Moderated by Dr. Jijo Thulaseedharan, the conversation started with the difference between fictional and non-fictional crime writing. Maxwell Pereira said that he writes in a blunt police language and so cannot try his hand in fictional crime writing. But the readers of crime writing prefer sensational stuff over serious narratives. He also noted that his book was written with the intention to give a clear picture of police, judiciary and investigation to the general public.
He added that the resources for crime writing are rather low in our country. Even the modern equipment for crime investigation was introduced very late here. The application of DNA test to prove crimes were first rejected by the court. However, it turned out to be trustworthy source of evidence later. The book ‘The Tandoor Murder’ even affected the general public’s perception of the tandoor ovens in India, he said.
Madhulika Liddle pointed out that her books contain more history than mystery. So, the mystery in the plot is diluted with the historical background. They are written after conducting thorough research. The readers often find the works more complex to understand for this reason. She also said that she does not like being addressed as Indian Agatha Christie, because their style of writing is entirely different from each other.
Talking about the high demand of thrillers, she said that readers prefer thrillers over other sub genres of crime writing.

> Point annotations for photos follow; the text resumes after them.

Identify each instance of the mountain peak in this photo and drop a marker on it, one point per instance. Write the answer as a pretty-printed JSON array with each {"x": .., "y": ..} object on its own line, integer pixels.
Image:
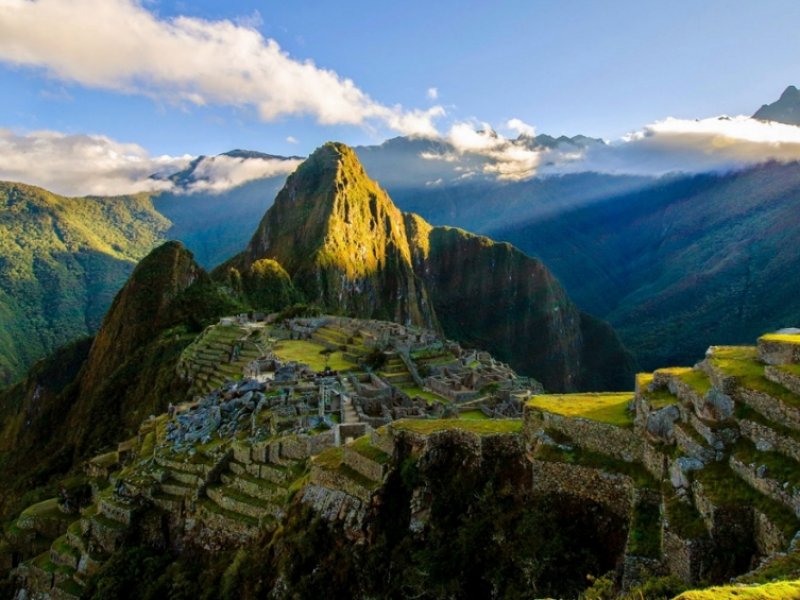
[{"x": 784, "y": 110}]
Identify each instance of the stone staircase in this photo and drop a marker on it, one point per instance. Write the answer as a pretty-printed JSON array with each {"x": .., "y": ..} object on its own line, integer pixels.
[
  {"x": 357, "y": 469},
  {"x": 351, "y": 343},
  {"x": 395, "y": 372}
]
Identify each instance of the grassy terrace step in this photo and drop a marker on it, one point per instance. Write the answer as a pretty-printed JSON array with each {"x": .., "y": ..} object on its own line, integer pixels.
[
  {"x": 742, "y": 363},
  {"x": 62, "y": 553},
  {"x": 726, "y": 489},
  {"x": 778, "y": 466},
  {"x": 412, "y": 391},
  {"x": 487, "y": 427},
  {"x": 332, "y": 460},
  {"x": 595, "y": 460},
  {"x": 210, "y": 506},
  {"x": 254, "y": 486},
  {"x": 682, "y": 517},
  {"x": 611, "y": 408},
  {"x": 233, "y": 499},
  {"x": 364, "y": 447},
  {"x": 656, "y": 399},
  {"x": 781, "y": 590}
]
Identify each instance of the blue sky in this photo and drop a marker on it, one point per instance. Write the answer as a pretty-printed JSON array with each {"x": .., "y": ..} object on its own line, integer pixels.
[
  {"x": 598, "y": 68},
  {"x": 97, "y": 95}
]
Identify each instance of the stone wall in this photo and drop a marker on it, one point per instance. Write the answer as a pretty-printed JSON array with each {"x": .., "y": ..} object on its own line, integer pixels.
[
  {"x": 366, "y": 466},
  {"x": 337, "y": 506},
  {"x": 686, "y": 559},
  {"x": 333, "y": 479},
  {"x": 781, "y": 377},
  {"x": 766, "y": 439},
  {"x": 768, "y": 537},
  {"x": 614, "y": 491},
  {"x": 790, "y": 497},
  {"x": 770, "y": 407},
  {"x": 620, "y": 443},
  {"x": 779, "y": 353}
]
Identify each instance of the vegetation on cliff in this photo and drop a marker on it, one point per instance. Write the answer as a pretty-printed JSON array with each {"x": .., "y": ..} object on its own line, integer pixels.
[{"x": 61, "y": 262}]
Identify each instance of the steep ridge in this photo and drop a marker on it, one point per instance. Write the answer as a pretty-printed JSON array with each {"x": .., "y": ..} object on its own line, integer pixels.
[
  {"x": 342, "y": 240},
  {"x": 711, "y": 250},
  {"x": 349, "y": 249},
  {"x": 61, "y": 262},
  {"x": 85, "y": 397},
  {"x": 785, "y": 109}
]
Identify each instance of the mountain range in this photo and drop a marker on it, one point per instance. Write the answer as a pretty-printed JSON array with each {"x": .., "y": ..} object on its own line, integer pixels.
[{"x": 57, "y": 289}]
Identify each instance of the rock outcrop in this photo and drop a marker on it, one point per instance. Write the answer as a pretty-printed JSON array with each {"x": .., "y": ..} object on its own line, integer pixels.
[{"x": 349, "y": 249}]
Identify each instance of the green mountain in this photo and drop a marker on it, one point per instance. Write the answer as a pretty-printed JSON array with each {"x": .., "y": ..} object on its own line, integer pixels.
[
  {"x": 348, "y": 248},
  {"x": 684, "y": 261},
  {"x": 93, "y": 393},
  {"x": 61, "y": 262},
  {"x": 785, "y": 109}
]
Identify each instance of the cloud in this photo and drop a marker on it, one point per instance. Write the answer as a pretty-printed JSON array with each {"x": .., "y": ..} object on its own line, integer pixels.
[
  {"x": 478, "y": 147},
  {"x": 521, "y": 127},
  {"x": 119, "y": 45},
  {"x": 681, "y": 145},
  {"x": 217, "y": 174},
  {"x": 77, "y": 165},
  {"x": 81, "y": 165}
]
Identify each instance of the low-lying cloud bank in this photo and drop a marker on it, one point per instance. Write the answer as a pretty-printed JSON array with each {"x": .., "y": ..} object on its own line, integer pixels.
[
  {"x": 668, "y": 146},
  {"x": 119, "y": 45},
  {"x": 686, "y": 146},
  {"x": 80, "y": 165}
]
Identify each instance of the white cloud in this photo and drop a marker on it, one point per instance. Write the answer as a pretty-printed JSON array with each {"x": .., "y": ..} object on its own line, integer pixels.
[
  {"x": 689, "y": 146},
  {"x": 217, "y": 174},
  {"x": 480, "y": 147},
  {"x": 81, "y": 165},
  {"x": 77, "y": 165},
  {"x": 521, "y": 127},
  {"x": 119, "y": 45}
]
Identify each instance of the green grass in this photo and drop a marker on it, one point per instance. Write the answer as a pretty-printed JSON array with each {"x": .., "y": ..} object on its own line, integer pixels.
[
  {"x": 742, "y": 363},
  {"x": 611, "y": 408},
  {"x": 780, "y": 590},
  {"x": 310, "y": 353},
  {"x": 786, "y": 338},
  {"x": 487, "y": 427},
  {"x": 427, "y": 396},
  {"x": 363, "y": 446},
  {"x": 697, "y": 380},
  {"x": 48, "y": 509},
  {"x": 790, "y": 369},
  {"x": 657, "y": 398},
  {"x": 476, "y": 415}
]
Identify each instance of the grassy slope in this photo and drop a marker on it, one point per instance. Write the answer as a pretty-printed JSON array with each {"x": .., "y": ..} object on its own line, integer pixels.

She noted that some people even get inspired from the crime movies and fiction and commit crimes. The readers expect a hook at the end of the book always and prefer those books which keep them on the edge of the seat. Even publishers encourage such types of books as they do well in the market, she said.
The programme was conducted at the Festival Hall at Kanakakkunnu at 3 in the afternoon. Mathrubhumi International Festival of Letters 2019 is conducted in eight venues here from January 31 to February 3.